Anyway it is missing at least one part, that I am going to try to reproduce with molding putty
but I am stumped as to the positioning of the teeth.
Thye don't fit exactly so its hard to judge which ones go where.
I have been looking for an old instruction sheet for this kit
or maybe a good photo(s) of the kit
that would help me position the teeth
and see if theres anything else missing.

Skull photos on the web, just aren't helping.

Can anyone help me in any way?
I would greatly appreciate any assistance you can offer.
Thanks for your attention,
Dave

by the way...I couldn't find a Member Introduction area...so this will have to be my hello to everyone!
Fantastic forum!!!...I am gonna enjoy looking around!...and since I am a hobbyist and (really amateur) model builder, I think I will be sticking around!!


----------



## Cro-Magnon Man (Jun 11, 2001)

Hello, Airdave, and whatever you do, don't position them like my teeth! Surely there's something on the web somewhere which gives a diagram of the order in which teeth are positioned in the jaws. 
Try lots of different key words, and I would expect that google will eventually come up with a web page that has diagrams. I've had every one of my model-related diagram questions answered on Google, it's just a question of typing in a wide range of key words.


----------



## ChrisW (Jan 1, 1970)

Hi AirDave, welcome to the boards.
Without having a copy of the instructions, the best I can tell you is to look at photos of skulls as well as your own teeth, and compare them to the teeth that came with the kit. Some may be obvious, like the front teeth, molars, incisors. Line them up and test fit the lowers and uppers, maybe even using tape along the outside to hold them in place. Test fit Jaw and cranium, and adjust accordingly.
Also, there is a new release of the Skull kit from Lindberg called the Pirate Skull. It goes for about 18.00 and would have the instructions - hey, you can never have too many skulls lying about!
Good Luck.


----------



## airdave (Feb 4, 2009)

yes, I agree...and I have tried that.

unfortunately I don't have all the teeth (I don't think)
and trying to match these plastic teeth to ones in photos has proved to be very difficult.
When I get one that seems to fit (both the placement and from the reference image)...the next/adjoining one doesn't! lol

and so this is how it has gone for a few days now!!

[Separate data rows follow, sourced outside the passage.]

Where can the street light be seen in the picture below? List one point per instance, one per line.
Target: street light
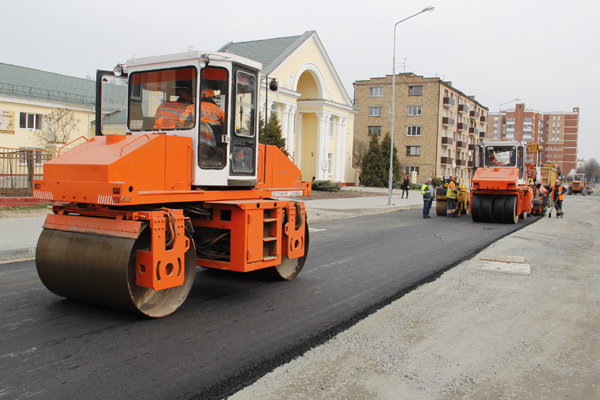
(426, 9)
(500, 112)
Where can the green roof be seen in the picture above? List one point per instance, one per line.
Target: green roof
(269, 52)
(31, 83)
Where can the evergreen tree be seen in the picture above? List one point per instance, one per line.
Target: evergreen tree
(273, 131)
(385, 151)
(374, 165)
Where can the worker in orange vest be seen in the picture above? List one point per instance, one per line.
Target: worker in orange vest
(176, 114)
(212, 121)
(558, 194)
(452, 197)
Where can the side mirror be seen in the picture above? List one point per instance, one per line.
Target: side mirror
(274, 85)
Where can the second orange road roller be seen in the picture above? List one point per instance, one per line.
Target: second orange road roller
(501, 192)
(174, 180)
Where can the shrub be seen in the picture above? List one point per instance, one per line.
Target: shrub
(326, 186)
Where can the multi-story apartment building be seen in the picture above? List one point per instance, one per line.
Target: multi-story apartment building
(556, 132)
(436, 125)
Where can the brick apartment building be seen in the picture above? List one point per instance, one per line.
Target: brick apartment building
(556, 132)
(436, 125)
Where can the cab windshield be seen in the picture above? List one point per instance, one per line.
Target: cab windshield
(162, 99)
(500, 156)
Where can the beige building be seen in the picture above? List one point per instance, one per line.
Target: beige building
(436, 125)
(316, 113)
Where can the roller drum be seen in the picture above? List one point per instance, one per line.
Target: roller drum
(101, 270)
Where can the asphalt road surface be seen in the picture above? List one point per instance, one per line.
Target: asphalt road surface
(233, 328)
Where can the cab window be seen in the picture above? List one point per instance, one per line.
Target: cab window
(245, 102)
(162, 99)
(213, 138)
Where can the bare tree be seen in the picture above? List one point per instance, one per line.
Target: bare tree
(57, 127)
(359, 150)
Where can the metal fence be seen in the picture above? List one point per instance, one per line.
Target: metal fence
(18, 169)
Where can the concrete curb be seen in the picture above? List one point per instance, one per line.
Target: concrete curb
(20, 254)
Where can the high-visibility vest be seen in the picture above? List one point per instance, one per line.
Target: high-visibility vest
(171, 115)
(425, 191)
(211, 113)
(558, 191)
(450, 191)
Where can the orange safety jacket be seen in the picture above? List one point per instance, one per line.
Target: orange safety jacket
(451, 191)
(558, 191)
(211, 113)
(171, 115)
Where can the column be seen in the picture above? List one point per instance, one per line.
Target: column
(299, 144)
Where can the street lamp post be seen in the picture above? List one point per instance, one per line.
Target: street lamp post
(426, 9)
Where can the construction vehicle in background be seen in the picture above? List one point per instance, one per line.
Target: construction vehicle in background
(500, 191)
(187, 184)
(579, 185)
(462, 200)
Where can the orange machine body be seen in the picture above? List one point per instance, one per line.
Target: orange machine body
(107, 173)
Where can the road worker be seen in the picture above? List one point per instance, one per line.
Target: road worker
(212, 119)
(452, 197)
(176, 114)
(557, 192)
(427, 192)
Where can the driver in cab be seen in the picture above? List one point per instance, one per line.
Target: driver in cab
(176, 114)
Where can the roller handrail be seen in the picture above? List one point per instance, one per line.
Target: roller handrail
(72, 141)
(193, 172)
(121, 155)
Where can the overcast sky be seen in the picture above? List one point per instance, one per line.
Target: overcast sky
(545, 52)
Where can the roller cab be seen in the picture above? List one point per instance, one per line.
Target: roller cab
(500, 188)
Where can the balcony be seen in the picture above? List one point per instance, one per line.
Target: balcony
(449, 102)
(446, 160)
(447, 121)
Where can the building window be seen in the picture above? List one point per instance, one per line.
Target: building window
(413, 150)
(374, 130)
(413, 130)
(375, 111)
(415, 90)
(411, 168)
(38, 156)
(31, 121)
(414, 111)
(331, 128)
(376, 92)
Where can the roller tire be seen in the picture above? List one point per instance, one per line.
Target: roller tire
(101, 270)
(290, 268)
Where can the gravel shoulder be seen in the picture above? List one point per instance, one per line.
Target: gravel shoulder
(474, 334)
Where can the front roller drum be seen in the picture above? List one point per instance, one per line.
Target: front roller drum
(101, 270)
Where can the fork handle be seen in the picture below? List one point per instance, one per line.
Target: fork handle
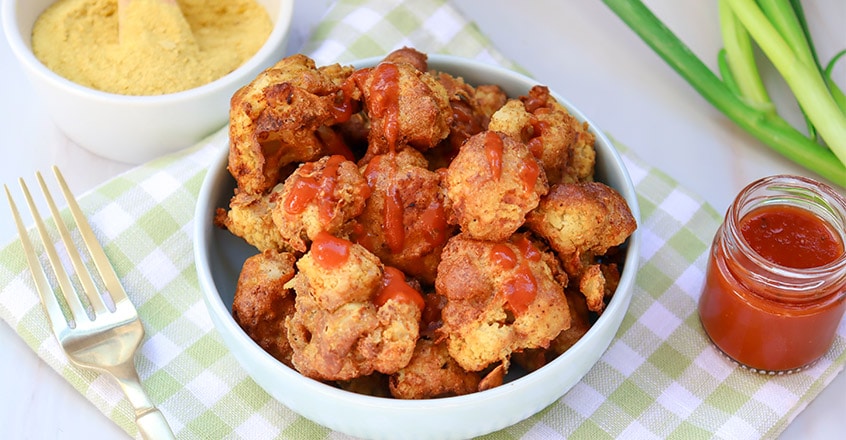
(153, 425)
(150, 421)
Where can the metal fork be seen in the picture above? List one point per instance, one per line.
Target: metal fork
(104, 334)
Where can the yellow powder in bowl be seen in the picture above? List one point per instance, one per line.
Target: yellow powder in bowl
(157, 51)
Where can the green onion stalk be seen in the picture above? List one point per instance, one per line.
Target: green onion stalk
(779, 29)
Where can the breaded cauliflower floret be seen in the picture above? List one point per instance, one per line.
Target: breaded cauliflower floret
(432, 373)
(582, 221)
(406, 107)
(339, 332)
(404, 221)
(491, 185)
(262, 302)
(275, 119)
(501, 298)
(472, 108)
(583, 217)
(319, 196)
(563, 145)
(249, 217)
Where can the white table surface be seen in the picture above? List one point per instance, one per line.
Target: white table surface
(578, 48)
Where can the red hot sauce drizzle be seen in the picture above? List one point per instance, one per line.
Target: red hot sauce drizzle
(320, 189)
(790, 236)
(493, 152)
(520, 288)
(394, 220)
(384, 101)
(329, 251)
(395, 287)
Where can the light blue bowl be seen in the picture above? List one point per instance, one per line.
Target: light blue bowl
(219, 256)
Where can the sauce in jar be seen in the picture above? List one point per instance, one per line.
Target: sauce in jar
(775, 287)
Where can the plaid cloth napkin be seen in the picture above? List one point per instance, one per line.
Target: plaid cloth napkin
(660, 378)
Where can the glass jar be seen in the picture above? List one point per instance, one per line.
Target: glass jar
(775, 286)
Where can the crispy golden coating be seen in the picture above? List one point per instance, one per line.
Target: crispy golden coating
(361, 188)
(492, 184)
(405, 107)
(319, 196)
(409, 55)
(472, 108)
(563, 145)
(274, 120)
(582, 221)
(404, 221)
(501, 298)
(584, 217)
(262, 302)
(250, 217)
(337, 332)
(580, 322)
(432, 373)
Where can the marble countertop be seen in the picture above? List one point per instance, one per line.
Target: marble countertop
(579, 49)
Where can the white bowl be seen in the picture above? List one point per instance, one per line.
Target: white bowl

I am ready to pull out my own teeth! and use them!

(actually I'm missing a few myself! lol)

I apreciate the response...if i get lucky and find some original instructions, that might help...otherwise I may just "bite the bullet" and "sink my teeth" into finding a good look for this skull!

PS...I am a professional airbrusher. I may not know everything about models and model paints, but if anyone needs any tips about airbrushing, don't be afraid to ask.


----------



## mrmurph (Nov 21, 2007)

The teeth on that thing are a pain - and that's the whole tooth.
Anyhoo.... maybe if you google specific teeth (incisors, bicuspid, molars, etc.) you can find pictures of the specific tooth. Look at the roots of the teeth, and try matching the roots in the picture with the roots on your model.


----------



## djnick66 (May 2, 2008)

You may just want to pick up the Lindberg skull model. Its currently in production (sold as Pirate Skull). Its much easier to build than the old Renwal/Revell kit as its largely three big pieces plus teeth. And it will have instructions...


----------



## buzzconroy (Jun 28, 2002)

djnick66 said:


> You may just want to pick up the Lindberg skull model. Its currently in production (sold as Pirate Skull). Its much easier to build than the old Renwal/Revell kit as its largely three big pieces plus teeth. And it will have instructions...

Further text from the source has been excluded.